Claim of $500million money laundering also formed part of the proceeding. After nuclear tests in 1999, foreign currency accounts held by Pakistani banks were frozen through a presidential order. A formal complaint was lodged with the Chief Ehtesab (NAB’s predecessor) Commissioner in Islamabad against the Prime Minister, Nawaz Sharif, Senator Saif-ur-Rehman and two others, alleging first, that they acted together with others, including Mujeebur-Rehman, Senator Rehman’s brother, to withdraw US$500 million from various Pakistani bank accounts, and second, that a named person connected with Nawaz Sharif had been stopped when boarding a flight 56 at Lahore airport carrying bags of foreign currency, but then was permitted to continue on the flight following an intervention by the prime minister.

Making reference to a file provided by NAB, the judge said an early document (November 6, 1999) suggested “transmitting Rs500 million abroad” but all subsequent references are to $500million. But there is no satisfactory evidence that a quantity of cash amounting to $500million, the judge noted, ever existed.

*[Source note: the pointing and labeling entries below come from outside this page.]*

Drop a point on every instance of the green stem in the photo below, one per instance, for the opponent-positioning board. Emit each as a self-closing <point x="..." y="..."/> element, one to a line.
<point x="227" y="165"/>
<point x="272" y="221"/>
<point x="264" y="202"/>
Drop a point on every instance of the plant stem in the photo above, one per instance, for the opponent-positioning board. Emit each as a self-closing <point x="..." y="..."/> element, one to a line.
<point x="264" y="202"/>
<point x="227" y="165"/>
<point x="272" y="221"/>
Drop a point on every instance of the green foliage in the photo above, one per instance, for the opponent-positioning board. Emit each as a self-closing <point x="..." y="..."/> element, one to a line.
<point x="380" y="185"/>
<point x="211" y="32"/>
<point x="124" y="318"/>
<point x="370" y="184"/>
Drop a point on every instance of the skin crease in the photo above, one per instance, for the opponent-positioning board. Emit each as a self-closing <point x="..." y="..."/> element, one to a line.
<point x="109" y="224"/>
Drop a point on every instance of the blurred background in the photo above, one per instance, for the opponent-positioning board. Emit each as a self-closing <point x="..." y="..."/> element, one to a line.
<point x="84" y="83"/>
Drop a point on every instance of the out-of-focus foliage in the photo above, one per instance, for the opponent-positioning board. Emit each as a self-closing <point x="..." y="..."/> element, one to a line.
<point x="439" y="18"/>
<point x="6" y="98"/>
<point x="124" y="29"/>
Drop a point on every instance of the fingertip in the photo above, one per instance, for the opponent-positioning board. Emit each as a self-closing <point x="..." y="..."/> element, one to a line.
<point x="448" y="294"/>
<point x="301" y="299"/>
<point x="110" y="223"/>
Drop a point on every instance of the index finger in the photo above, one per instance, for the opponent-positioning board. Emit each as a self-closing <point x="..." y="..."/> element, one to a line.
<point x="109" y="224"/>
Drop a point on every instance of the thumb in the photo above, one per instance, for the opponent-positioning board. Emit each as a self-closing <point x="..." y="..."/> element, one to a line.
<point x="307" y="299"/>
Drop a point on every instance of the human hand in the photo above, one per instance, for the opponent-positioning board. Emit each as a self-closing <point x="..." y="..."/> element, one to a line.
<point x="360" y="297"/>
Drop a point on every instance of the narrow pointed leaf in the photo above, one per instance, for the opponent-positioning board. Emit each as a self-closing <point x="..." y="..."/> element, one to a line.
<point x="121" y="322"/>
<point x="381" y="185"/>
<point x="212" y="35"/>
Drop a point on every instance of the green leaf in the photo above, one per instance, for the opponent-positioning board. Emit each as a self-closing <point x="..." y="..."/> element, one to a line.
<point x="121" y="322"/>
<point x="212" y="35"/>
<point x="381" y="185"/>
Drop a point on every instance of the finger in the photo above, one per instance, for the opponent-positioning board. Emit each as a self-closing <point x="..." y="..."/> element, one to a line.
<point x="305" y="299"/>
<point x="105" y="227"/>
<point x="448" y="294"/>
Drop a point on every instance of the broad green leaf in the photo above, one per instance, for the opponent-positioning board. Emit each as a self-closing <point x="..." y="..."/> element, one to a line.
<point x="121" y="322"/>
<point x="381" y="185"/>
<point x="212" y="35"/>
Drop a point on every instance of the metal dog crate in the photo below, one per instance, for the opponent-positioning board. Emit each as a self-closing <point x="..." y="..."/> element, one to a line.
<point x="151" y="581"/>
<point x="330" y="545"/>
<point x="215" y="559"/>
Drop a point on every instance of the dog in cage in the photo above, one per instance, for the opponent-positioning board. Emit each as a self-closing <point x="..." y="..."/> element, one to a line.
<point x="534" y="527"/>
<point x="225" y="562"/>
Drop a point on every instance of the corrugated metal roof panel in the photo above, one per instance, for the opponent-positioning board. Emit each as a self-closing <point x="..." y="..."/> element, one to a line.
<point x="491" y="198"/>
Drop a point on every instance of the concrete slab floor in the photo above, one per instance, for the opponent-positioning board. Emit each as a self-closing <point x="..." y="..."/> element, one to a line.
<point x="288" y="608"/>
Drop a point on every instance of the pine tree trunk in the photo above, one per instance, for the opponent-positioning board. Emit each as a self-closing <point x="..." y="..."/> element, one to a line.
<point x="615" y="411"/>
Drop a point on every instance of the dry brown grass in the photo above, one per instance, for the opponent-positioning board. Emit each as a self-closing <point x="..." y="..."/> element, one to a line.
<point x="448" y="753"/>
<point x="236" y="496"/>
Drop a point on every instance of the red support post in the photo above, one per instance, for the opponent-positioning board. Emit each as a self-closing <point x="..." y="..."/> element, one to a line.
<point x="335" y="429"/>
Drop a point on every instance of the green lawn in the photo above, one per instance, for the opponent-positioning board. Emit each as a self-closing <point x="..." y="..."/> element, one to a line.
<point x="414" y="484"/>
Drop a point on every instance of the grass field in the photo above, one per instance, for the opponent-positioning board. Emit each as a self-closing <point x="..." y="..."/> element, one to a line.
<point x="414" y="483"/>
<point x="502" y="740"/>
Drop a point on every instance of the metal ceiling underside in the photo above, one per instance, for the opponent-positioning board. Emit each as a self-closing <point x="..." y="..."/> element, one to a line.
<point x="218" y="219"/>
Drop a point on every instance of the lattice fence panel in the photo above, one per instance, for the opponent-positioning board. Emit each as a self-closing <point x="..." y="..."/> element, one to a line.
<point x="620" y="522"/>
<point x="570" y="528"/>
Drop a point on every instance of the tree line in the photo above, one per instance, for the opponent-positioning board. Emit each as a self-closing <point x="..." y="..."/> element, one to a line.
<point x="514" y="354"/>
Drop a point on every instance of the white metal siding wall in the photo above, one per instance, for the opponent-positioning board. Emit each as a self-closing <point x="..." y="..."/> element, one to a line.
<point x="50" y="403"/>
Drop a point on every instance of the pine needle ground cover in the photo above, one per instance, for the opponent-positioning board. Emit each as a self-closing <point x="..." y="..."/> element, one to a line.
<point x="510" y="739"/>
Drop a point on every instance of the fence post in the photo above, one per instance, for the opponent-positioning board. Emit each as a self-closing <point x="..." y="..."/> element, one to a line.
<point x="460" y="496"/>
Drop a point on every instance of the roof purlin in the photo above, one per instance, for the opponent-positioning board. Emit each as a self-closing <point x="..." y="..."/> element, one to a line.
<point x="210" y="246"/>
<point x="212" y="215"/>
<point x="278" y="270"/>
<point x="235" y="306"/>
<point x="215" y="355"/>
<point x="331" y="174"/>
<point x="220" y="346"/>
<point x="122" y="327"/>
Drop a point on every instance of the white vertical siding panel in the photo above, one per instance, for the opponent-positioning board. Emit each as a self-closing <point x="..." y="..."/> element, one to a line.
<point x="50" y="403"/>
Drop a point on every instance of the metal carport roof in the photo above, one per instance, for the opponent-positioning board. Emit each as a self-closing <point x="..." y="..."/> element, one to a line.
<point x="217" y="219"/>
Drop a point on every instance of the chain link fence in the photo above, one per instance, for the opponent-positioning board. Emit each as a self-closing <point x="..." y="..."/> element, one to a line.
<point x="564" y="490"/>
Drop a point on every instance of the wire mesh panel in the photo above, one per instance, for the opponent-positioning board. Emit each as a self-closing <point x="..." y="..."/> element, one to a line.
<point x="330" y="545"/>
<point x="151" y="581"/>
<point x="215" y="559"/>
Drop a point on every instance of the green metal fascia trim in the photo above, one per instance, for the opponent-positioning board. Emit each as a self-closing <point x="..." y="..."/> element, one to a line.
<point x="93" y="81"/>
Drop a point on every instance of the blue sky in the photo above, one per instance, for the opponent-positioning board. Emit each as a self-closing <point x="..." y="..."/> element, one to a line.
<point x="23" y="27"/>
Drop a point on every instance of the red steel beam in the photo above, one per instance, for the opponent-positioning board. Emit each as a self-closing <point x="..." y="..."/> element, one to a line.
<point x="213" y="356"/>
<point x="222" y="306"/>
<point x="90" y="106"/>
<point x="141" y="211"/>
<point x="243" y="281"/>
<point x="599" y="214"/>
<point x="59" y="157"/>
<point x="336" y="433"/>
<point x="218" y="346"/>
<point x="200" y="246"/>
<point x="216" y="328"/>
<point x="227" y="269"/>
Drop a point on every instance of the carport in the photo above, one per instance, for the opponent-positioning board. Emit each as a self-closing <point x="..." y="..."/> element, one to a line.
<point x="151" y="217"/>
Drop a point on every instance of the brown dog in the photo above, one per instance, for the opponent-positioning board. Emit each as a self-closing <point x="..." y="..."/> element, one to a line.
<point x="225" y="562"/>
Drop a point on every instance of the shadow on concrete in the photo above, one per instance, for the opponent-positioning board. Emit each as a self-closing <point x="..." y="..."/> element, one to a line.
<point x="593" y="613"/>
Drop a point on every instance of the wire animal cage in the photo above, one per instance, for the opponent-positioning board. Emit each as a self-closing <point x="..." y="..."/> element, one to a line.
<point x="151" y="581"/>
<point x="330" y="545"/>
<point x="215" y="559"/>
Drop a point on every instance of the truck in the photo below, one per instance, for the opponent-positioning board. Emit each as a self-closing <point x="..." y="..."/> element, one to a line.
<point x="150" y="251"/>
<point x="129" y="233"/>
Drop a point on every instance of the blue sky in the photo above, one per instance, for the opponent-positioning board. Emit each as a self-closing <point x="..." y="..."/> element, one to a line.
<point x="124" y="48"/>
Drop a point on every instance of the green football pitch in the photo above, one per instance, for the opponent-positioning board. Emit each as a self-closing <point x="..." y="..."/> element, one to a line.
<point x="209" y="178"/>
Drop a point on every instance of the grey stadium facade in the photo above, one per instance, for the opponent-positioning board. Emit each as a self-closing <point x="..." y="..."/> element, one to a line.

“It is not possible to carry US$500 million in a bad and dispose of the same in UAE. Case is recommended for a closure,” the judge quoted from a NAB file dated September 29, 2002. Nevertheless, the file reveals, various enquiries were made, for example, with the State Bank of Pakistan, and that no support was found for either allegations.

“On more than one occasion it was recommended that the file be closed. But it was only on 18 March 2005 that the case was formally closed,” he pointed out.

A NAB official said that the current leadership of the Bureau has distanced it from the Broadsheet case, saying that that the law firm hired to defend the case was done on directives of the former prime minister, Attorney General Office and the Ministry of Law.